Pietro Valpreda era innocente e quella strage fu commessa dal gruppo di Ordine
Nuovo veneto. Non è una banalità: i giovani sono il futuro di tutti noi e per
loro e con loro possiamo costruire una società in cui nessuno sia più costretto
a subire quello che, noi e il Paese, abbiamo subito. A questi ragazzi che ci
guardano con occhi intelligenti e curiosi, spieghiamo la nostra storia. Diciamo
loro che la ricerca di giustizia e verità nei casi migliori è un risultato, ma
soprattutto è un processo, è un percorso, come il nostro, lungo e pieno di
ostacoli con grandi sacrifici anche familiari. E a chi fra loro ci chiede come
abbiamo fatto a rimanere saldi in tutti questi anni, rispondiamo che abbiamo
fatto come gli alberi: abbiamo cambiato le foglie, ma conservato le nostre
radici. Il primo presidente dell’associazione tra i familiari delle vittime è
stato Torquato Secci: un grande uomo, che qui aveva perso suo figlio, è stato
per noi come un padre.
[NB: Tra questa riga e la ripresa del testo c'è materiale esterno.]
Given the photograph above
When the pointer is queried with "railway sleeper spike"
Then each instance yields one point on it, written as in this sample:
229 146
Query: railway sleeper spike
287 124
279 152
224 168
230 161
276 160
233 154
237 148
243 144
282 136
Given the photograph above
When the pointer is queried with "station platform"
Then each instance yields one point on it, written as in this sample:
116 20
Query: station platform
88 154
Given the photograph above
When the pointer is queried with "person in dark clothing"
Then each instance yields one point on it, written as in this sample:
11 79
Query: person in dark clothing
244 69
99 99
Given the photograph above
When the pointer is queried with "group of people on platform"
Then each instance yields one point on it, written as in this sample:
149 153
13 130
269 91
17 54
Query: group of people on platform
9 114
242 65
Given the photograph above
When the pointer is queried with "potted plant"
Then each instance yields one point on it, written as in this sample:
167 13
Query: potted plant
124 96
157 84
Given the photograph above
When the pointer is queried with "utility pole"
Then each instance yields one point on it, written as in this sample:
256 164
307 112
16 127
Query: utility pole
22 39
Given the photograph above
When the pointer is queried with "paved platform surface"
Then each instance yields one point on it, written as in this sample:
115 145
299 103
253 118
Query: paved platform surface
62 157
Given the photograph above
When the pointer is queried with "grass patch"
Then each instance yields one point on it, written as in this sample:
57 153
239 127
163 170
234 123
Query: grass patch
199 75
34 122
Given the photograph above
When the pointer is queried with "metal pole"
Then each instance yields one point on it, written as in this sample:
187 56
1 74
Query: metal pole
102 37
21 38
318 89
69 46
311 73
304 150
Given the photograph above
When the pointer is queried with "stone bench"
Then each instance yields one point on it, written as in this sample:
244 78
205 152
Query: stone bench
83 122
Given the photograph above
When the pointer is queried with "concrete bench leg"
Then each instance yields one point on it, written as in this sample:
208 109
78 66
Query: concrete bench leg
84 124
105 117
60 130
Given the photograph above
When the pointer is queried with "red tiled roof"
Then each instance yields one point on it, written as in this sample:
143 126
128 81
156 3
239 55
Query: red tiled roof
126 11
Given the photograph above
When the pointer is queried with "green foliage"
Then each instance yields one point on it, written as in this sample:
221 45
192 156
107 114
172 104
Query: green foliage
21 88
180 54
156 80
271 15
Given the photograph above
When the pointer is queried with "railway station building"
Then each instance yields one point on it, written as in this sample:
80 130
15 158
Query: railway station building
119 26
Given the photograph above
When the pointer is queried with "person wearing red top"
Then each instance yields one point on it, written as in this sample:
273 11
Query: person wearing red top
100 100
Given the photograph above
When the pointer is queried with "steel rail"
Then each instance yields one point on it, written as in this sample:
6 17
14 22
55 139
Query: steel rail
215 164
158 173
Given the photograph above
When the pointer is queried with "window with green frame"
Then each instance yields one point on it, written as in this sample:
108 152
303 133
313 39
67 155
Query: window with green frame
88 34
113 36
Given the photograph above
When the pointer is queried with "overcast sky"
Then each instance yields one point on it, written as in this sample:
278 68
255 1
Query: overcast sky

Con lui abbiamo affrontato e superato tanti ostacoli, e
molte delle vittorie ottenute dopo la sua scomparsa sono maturate grazie ai semi
piantati con lui: gli accertamenti nelle aule giudiziarie, il reato di
depistaggio, il coinvolgimento artistico con “Il Concorso internazionale di
composizione “2 Agosto” che è uno dei maggiori concorsi di composizione
d’Italia, nato nel 1994. Il prossimo anno, a parlare da questo palco sarà un
nuovo presidente, eletto dall’assemblea odierna dell’associazione tra i
familiari delle vittime della strage del 2 agosto 1980, che nominerà Paolo
Lambertini, attuale vicepresidente, carica che ricopre da nove anni, figlio di
Mirella Fornasari, una dipendente della CIGAR, perita nella strage. Da parte mia
continuerò il mio impegno e darò il mio contributo come presidente onorario
dell’Associazione. Cambieranno le foglie, conserveremo le radici. Cambieranno le
persone rimarranno i nostri principi di giustizia e verità. E come ogni albero
robusto, avremo ancora bisogno di un terreno fertile e un sano nutrimento: il
vostro sostegno e supporto, la vostra partecipazione che dà forza e significato
alle nostre battaglie. Mi piace passare il testimone con alcune parole di Aldo
Moro: “Quando si dice la verità non bisogna dolersi di averla detta. La verità è
sempre illuminante. Ci aiuta ad essere coraggiosi.”. Il coraggio non ci è mai
mancato e non ci mancherà. La verità e la giustizia saranno sempre il nostro
faro. Dal profondo del cuore GRAZIE a tutti Voi.